At the heart of it, God’s love looks like Jesus dying for His enemies so that He could invite them to be His friends. Not that God is sad and needs us. But the Father’s heart blazes with love for the Son, whose love overflows for the Spirit, who utterly adores the Father. It was out of an overflow of red-hot, blazing love that caused God to go so such extraordinary lengths to invite me into His family.

I was nothing and He gave me worth. The Most High calls me friend.

He has given me a new heart and is growing in me love and compassion. The outworking of that is that I’ve begun to see people as He sees them. A homeless man is someone’s son. A prostitute is someone’s daughter. We are human and we have worth. Love raises up.

God gives me security.

So how do I keep myself in God’s love?

I like the way this version puts it:

But you, dear friends, must build each other up in your most holy faith,
pray in the Holy Spirit,
and await the mercy of our Lord Jesus Christ, who will bring you eternal life.
In this way, you will keep yourselves safe in God’s love.

Gather

Rethinkchurch has suggested a photo challenge for each day of Lent, using set words as prompts. Some of my Facebook friends and I thought it would be fun to adapt this and use the word prompts to write reflective posts. The first word prompt is GATHER.

Last summer, my friend Elizabeth and I planned a holiday together. We were excited at the prospect of having a few days without home and work commitments to talk non-stop, chill out and pray. The times we share with God are vibrant and thrilling, and we were giddy at the prospect of unhurried time with Him.

We thought we had planned that holiday and we were the ones inviting Jesus to join us.

Right.

Think again.

Sea ThistlesAlmost before we’d finished breakfast on the first morning, the presence of God fell in the room and we had to race to the loo so as to be ready for whatever He wanted to do. We realised that Jesus was the one who’d planned that holiday and He was the One inviting us to join Him.

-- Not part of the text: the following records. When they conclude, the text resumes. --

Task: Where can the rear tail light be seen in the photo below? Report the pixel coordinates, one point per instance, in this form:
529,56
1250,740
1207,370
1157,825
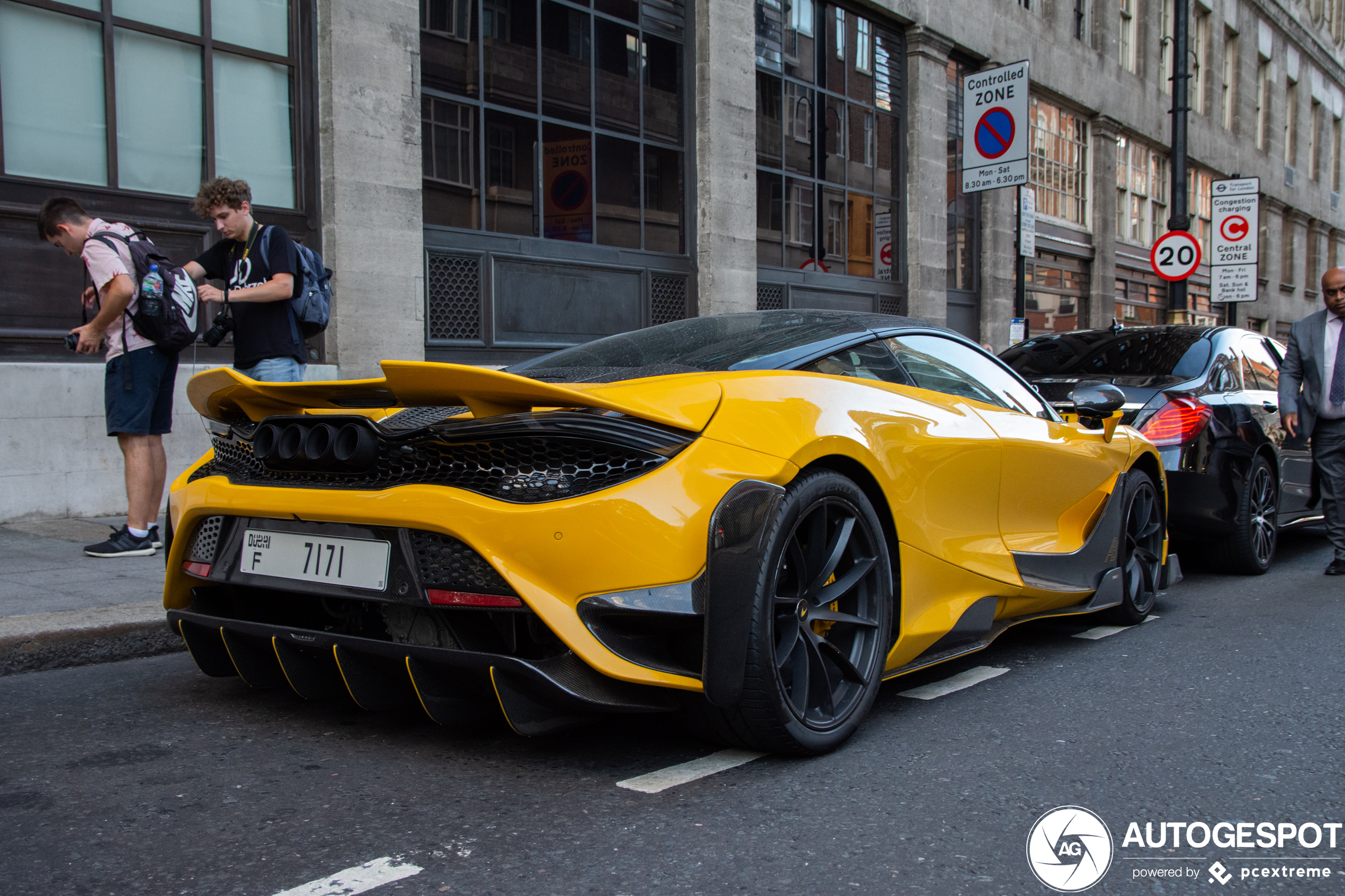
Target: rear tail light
469,600
1177,422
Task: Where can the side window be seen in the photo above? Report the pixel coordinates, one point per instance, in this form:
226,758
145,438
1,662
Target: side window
868,362
945,366
1259,367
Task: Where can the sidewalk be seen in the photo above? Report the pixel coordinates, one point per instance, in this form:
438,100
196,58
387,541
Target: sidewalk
60,608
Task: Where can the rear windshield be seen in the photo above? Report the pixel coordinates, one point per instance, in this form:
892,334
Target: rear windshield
1140,352
721,343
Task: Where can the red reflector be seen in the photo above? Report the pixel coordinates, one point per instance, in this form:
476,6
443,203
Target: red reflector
467,600
1179,421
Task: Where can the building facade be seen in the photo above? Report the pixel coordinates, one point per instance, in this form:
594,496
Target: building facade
492,179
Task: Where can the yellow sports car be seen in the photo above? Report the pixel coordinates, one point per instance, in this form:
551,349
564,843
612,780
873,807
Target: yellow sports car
750,519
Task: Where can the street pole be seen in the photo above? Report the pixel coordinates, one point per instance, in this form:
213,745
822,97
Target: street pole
1180,218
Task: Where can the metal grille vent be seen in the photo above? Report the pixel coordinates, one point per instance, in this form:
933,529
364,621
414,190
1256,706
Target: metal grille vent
452,297
203,543
414,418
770,297
447,563
668,298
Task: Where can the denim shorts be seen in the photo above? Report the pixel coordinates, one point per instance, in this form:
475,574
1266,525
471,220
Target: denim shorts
138,391
275,370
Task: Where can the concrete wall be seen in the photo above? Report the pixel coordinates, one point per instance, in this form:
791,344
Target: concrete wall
370,151
58,458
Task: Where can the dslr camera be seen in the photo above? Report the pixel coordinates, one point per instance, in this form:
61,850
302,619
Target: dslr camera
222,325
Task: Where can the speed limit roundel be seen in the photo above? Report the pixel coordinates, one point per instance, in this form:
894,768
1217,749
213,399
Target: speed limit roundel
1176,256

When Jesus died, He did so willingly because of the joyful outcome He was anticipating. He is a God who gathers people to Himself and makes us His friends. A tiny part of that joy He was looking forward to was being able to invite Elizabeth and me to gather to Him for a few days in a chalet on the Norfolk coast.

 

The Lord builds up and raises us high above our status;
He gathers the outcasts –
the ones picked last for netball and hockey,
the lonely and invisible,
those addicted to social media or alcohol or drugs,
the prostitutes and trafficked,
the pimps, brothel-owners and traffickers –
Daddy God heals the broken-hearted
and bandages their wounds.
He calls us by name and brings the outcasts into His family.